В то же время живая языковая стихия брала свое. О том, как менялся разговорный язык, мы узнаем благодаря ошибкам переписчиков рукописей, нелитературным надписям и так называемой народноязычной литературе. Термин «народноязычный» неслучаен: он гораздо лучше описывает интересующее нас явление, чем более привычный «народный», поскольку нередко элементы простой городской разговорной речи использовались в памятниках, созданных в кругах константинопольской элиты. Настоящей литературной модой это стало в XII веке, когда одни и те же авторы могли работать в нескольких регистрах, сегодня предлагая читателю изысканную прозу, почти неотличимую от аттической, а завтра — едва ли не площадные стишки.

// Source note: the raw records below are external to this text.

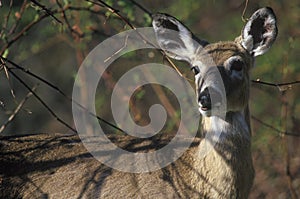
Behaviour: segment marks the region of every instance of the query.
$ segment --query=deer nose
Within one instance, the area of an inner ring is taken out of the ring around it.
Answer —
[[[210,99],[208,88],[205,88],[204,91],[202,91],[199,94],[198,102],[201,105],[201,109],[203,111],[207,111],[211,109],[211,99]]]

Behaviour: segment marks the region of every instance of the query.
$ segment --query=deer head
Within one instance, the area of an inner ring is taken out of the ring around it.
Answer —
[[[212,44],[197,39],[170,15],[155,14],[152,23],[160,48],[169,57],[190,64],[203,116],[215,115],[218,111],[214,110],[224,106],[225,112],[245,110],[254,58],[267,52],[277,36],[276,17],[271,8],[257,10],[234,41]]]

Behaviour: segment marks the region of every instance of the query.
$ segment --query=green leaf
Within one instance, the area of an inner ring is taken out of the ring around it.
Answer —
[[[9,49],[6,49],[2,55],[2,57],[7,58],[9,54]]]

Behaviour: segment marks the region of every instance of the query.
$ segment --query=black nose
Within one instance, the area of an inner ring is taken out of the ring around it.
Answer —
[[[199,94],[198,102],[201,104],[201,109],[203,111],[211,109],[211,99],[208,88],[204,89],[204,91]]]

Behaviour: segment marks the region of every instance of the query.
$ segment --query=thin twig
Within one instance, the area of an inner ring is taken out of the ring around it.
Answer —
[[[252,83],[254,84],[261,84],[261,85],[266,85],[266,86],[272,86],[278,88],[280,92],[292,89],[293,85],[300,84],[300,81],[292,81],[292,82],[286,82],[286,83],[270,83],[270,82],[264,82],[261,80],[252,80]]]
[[[12,9],[13,9],[13,0],[10,0],[10,2],[9,2],[8,13],[7,13],[7,15],[4,17],[4,23],[3,23],[3,26],[2,26],[3,29],[7,29],[7,25],[8,25],[8,21],[9,21],[9,18],[10,18],[11,12],[12,12]],[[2,35],[2,34],[0,34],[0,36],[1,36],[1,35]]]
[[[71,127],[68,123],[66,123],[64,120],[62,120],[60,117],[56,115],[56,113],[38,96],[27,84],[24,82],[16,73],[12,71],[11,68],[8,68],[8,71],[12,76],[14,76],[28,91],[30,91],[34,97],[46,108],[46,110],[61,124],[63,124],[65,127],[73,131],[74,133],[77,133],[76,129]]]
[[[115,15],[117,15],[117,16],[118,16],[125,24],[127,24],[127,25],[128,25],[129,27],[131,27],[133,30],[137,31],[136,27],[135,27],[133,24],[131,24],[130,21],[129,21],[126,17],[124,17],[123,15],[121,15],[119,10],[116,10],[115,8],[109,6],[108,4],[106,4],[105,2],[103,2],[103,1],[101,1],[101,0],[98,0],[100,3],[97,3],[97,2],[94,2],[94,1],[91,1],[91,0],[86,0],[86,1],[91,2],[91,3],[95,4],[95,5],[98,5],[98,6],[107,8],[110,12],[112,12],[112,13],[115,14]],[[130,1],[131,1],[131,0],[130,0]],[[149,11],[146,11],[146,9],[143,8],[140,4],[136,3],[135,1],[131,1],[131,2],[134,3],[136,6],[138,6],[140,9],[142,9],[143,11],[145,11],[147,14],[151,15],[151,13],[150,13]],[[149,42],[149,41],[147,40],[147,38],[146,38],[144,35],[142,35],[141,33],[139,33],[138,31],[137,31],[137,34],[141,37],[141,39],[143,40],[143,42],[145,42],[145,43],[147,43],[147,44],[153,46],[153,47],[156,48],[156,49],[159,49],[157,46],[155,46],[154,44],[152,44],[151,42]],[[168,62],[170,63],[170,65],[175,69],[175,71],[179,74],[180,77],[185,78],[185,79],[187,79],[188,81],[192,81],[192,80],[186,78],[186,77],[179,71],[178,67],[174,64],[174,62],[173,62],[168,56],[166,56],[166,53],[165,53],[163,50],[161,50],[160,52],[163,54],[164,57],[166,57],[167,61],[168,61]]]
[[[136,5],[139,9],[141,9],[142,11],[144,11],[145,13],[147,13],[151,17],[152,13],[148,9],[146,9],[144,6],[142,6],[141,4],[136,2],[135,0],[127,0],[127,1],[129,1],[132,4]]]
[[[67,15],[66,15],[66,12],[65,12],[63,6],[61,5],[61,3],[59,2],[59,0],[56,0],[56,4],[57,4],[58,7],[61,9],[62,17],[63,17],[65,23],[67,24],[67,27],[68,27],[69,31],[70,31],[71,33],[75,34],[77,37],[82,38],[82,37],[84,36],[83,33],[78,32],[77,30],[75,30],[75,29],[71,26],[71,24],[70,24],[70,22],[69,22],[69,19],[68,19]]]
[[[15,37],[13,37],[10,41],[6,43],[6,45],[1,49],[0,55],[4,53],[6,49],[8,49],[13,43],[19,40],[22,36],[26,34],[35,24],[39,23],[41,20],[45,19],[48,15],[44,14],[39,16],[36,20],[30,22],[27,26],[25,26]]]
[[[184,76],[181,71],[178,69],[178,67],[174,64],[174,62],[170,59],[170,57],[168,57],[165,52],[163,50],[161,50],[161,53],[163,54],[164,58],[169,62],[169,64],[172,66],[172,68],[174,68],[174,70],[177,72],[177,74],[186,79],[189,82],[194,82],[193,80],[191,80],[190,78],[187,78],[186,76]]]
[[[26,8],[26,2],[27,2],[26,0],[23,2],[23,5],[22,5],[22,7],[21,7],[21,9],[20,9],[20,15],[21,15],[21,16],[22,16],[22,14],[23,14],[23,12],[24,12],[24,10],[25,10],[25,8]],[[60,4],[58,4],[58,5],[60,5]],[[62,7],[60,7],[60,8],[61,8],[61,9],[59,9],[59,10],[53,10],[53,11],[51,11],[52,14],[54,15],[54,14],[56,14],[56,13],[63,13],[63,12],[65,12],[66,10],[69,9],[69,7],[67,7],[67,6],[66,6],[65,8],[62,8]],[[71,7],[71,9],[79,9],[79,7],[78,7],[78,8]],[[94,12],[94,13],[99,14],[98,12]],[[37,19],[35,19],[35,20],[33,20],[32,22],[30,22],[29,24],[27,24],[22,30],[20,30],[19,33],[17,33],[12,39],[10,39],[10,40],[8,40],[8,41],[6,42],[6,44],[5,44],[5,45],[2,47],[2,49],[0,50],[0,55],[3,55],[3,53],[5,52],[6,49],[8,49],[12,44],[14,44],[17,40],[19,40],[22,36],[24,36],[31,28],[33,28],[36,24],[38,24],[41,20],[47,18],[48,16],[50,16],[50,15],[48,15],[47,13],[46,13],[46,14],[43,14],[43,15],[40,15]],[[13,25],[13,27],[10,29],[10,31],[9,31],[8,35],[6,36],[6,38],[8,38],[8,36],[10,36],[10,35],[12,35],[12,34],[14,33],[14,31],[15,31],[16,28],[17,28],[17,24],[19,23],[20,19],[21,19],[21,17],[20,17],[20,18],[17,18],[16,23],[15,23],[15,24]],[[67,22],[68,22],[68,20],[67,20]],[[66,22],[66,23],[67,23],[67,22]],[[76,30],[74,30],[74,29],[71,27],[70,24],[67,24],[67,25],[68,25],[68,28],[70,29],[70,31],[71,31],[72,33],[78,35],[79,37],[83,37],[83,34],[77,32]]]
[[[95,1],[91,1],[91,0],[85,0],[87,2],[90,2],[90,3],[93,3],[95,5],[98,5],[98,6],[101,6],[101,7],[105,7],[107,8],[111,13],[115,14],[116,16],[118,16],[122,21],[124,21],[127,25],[130,26],[131,29],[136,29],[130,22],[129,20],[124,17],[123,15],[120,14],[120,11],[119,10],[116,10],[115,8],[111,7],[110,5],[108,5],[107,3],[105,3],[104,1],[101,1],[101,0],[98,0],[98,2],[95,2]]]
[[[76,7],[76,6],[68,5],[67,7],[64,7],[64,10],[87,11],[92,14],[102,14],[103,16],[105,16],[105,13],[103,12],[103,10],[93,10],[91,6]]]
[[[246,10],[248,8],[248,3],[249,3],[249,0],[246,0],[245,7],[244,7],[244,10],[243,10],[243,14],[242,14],[242,21],[243,22],[247,22],[249,20],[248,18],[245,18]]]
[[[3,66],[3,70],[4,70],[4,73],[5,73],[6,79],[8,81],[8,85],[10,87],[10,94],[15,99],[16,96],[15,96],[14,90],[12,89],[12,85],[11,85],[11,81],[10,81],[10,77],[9,77],[7,68],[6,68],[5,64],[2,63],[2,60],[0,60],[0,61],[1,61],[0,65]]]
[[[300,137],[300,133],[282,132],[281,130],[275,128],[274,125],[263,122],[262,120],[258,119],[257,117],[255,117],[253,115],[251,115],[251,119],[254,120],[255,122],[258,122],[259,124],[271,129],[272,131],[276,132],[279,136],[287,135],[287,136]]]
[[[44,12],[46,12],[49,16],[51,16],[55,21],[57,21],[60,24],[63,24],[57,17],[54,16],[53,12],[49,10],[46,6],[42,5],[41,3],[35,1],[35,0],[30,0],[34,5],[38,6],[41,8]]]
[[[105,119],[103,119],[103,118],[101,118],[101,117],[99,117],[99,116],[93,114],[92,112],[90,112],[87,108],[85,108],[85,107],[82,106],[80,103],[76,102],[76,101],[73,100],[71,97],[69,97],[68,95],[66,95],[60,88],[58,88],[57,86],[55,86],[55,85],[52,84],[51,82],[49,82],[49,81],[45,80],[44,78],[42,78],[42,77],[40,77],[40,76],[38,76],[38,75],[36,75],[36,74],[30,72],[28,69],[26,69],[26,68],[24,68],[24,67],[22,67],[22,66],[20,66],[20,65],[18,65],[18,64],[16,64],[16,63],[10,61],[9,59],[6,59],[6,58],[4,58],[4,57],[2,57],[2,56],[0,56],[0,58],[1,58],[2,60],[4,60],[5,62],[7,62],[7,63],[13,65],[16,69],[21,70],[22,72],[28,74],[29,76],[31,76],[31,77],[33,77],[33,78],[39,80],[40,82],[42,82],[42,83],[44,83],[45,85],[49,86],[50,88],[54,89],[56,92],[58,92],[59,94],[61,94],[65,99],[67,99],[68,101],[70,101],[70,102],[74,103],[75,105],[79,106],[81,109],[87,111],[91,116],[97,118],[99,121],[105,123],[106,125],[108,125],[108,126],[110,126],[110,127],[112,127],[112,128],[115,128],[116,130],[118,130],[118,131],[120,131],[120,132],[122,132],[122,133],[126,133],[126,131],[124,131],[124,130],[121,129],[120,127],[118,127],[118,126],[116,126],[116,125],[114,125],[114,124],[112,124],[112,123],[106,121]],[[7,68],[8,68],[8,67],[7,67]],[[9,68],[9,69],[10,69],[10,70],[13,70],[13,68]],[[24,86],[25,86],[25,85],[24,85]],[[126,133],[126,134],[127,134],[127,133]]]
[[[12,35],[12,34],[15,33],[18,25],[20,24],[20,21],[22,19],[23,13],[25,12],[26,5],[27,5],[27,0],[24,0],[22,6],[20,8],[20,11],[18,13],[19,16],[17,17],[15,24],[10,28],[10,30],[8,32],[8,36],[10,36],[10,35]]]
[[[31,90],[35,91],[36,86],[34,86]],[[29,92],[25,98],[19,103],[19,105],[15,108],[15,110],[12,112],[12,114],[9,116],[9,118],[6,120],[4,124],[0,127],[0,134],[4,131],[4,129],[11,123],[11,121],[16,117],[18,112],[22,109],[25,102],[32,96],[32,92]]]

Диглоссия, или двуязычие, породила и еще один типично византийский феномен — метафразирование, то есть переложение, пересказ пополам с переводом, изложение содержания источника новыми словами с понижением или повышением стилистического регистра. Причем сдвиг мог идти как по линии усложнения (вычурный синтаксис, изысканные фигуры речи, античные аллюзии и цитаты), так и по линии упрощения языка. Ни одно произведение не считалось неприкосновенным, даже язык священных текстов в Византии не имел статуса сакрального: Евангелие можно было переписать в ином стилистическом ключе (как, например, сделал уже упоминавшийся Нонн Панополитанский) — и это не обрушивало анафемы на голову автора. Нужно было дождаться 1901 года, когда перевод Евангелий на разговорный новогреческий (по сути, та же метафраза) вывел противников и защитников языкового обновления на улицы и привел к десяткам жертв. В этом смысле возмущенные толпы, защищавшие «язык предков» и требовавшие расправы над переводчиком Александросом Паллисом, были куда дальше от визан­тийской культуры не только чем им бы хотелось, но и чем сам Паллис.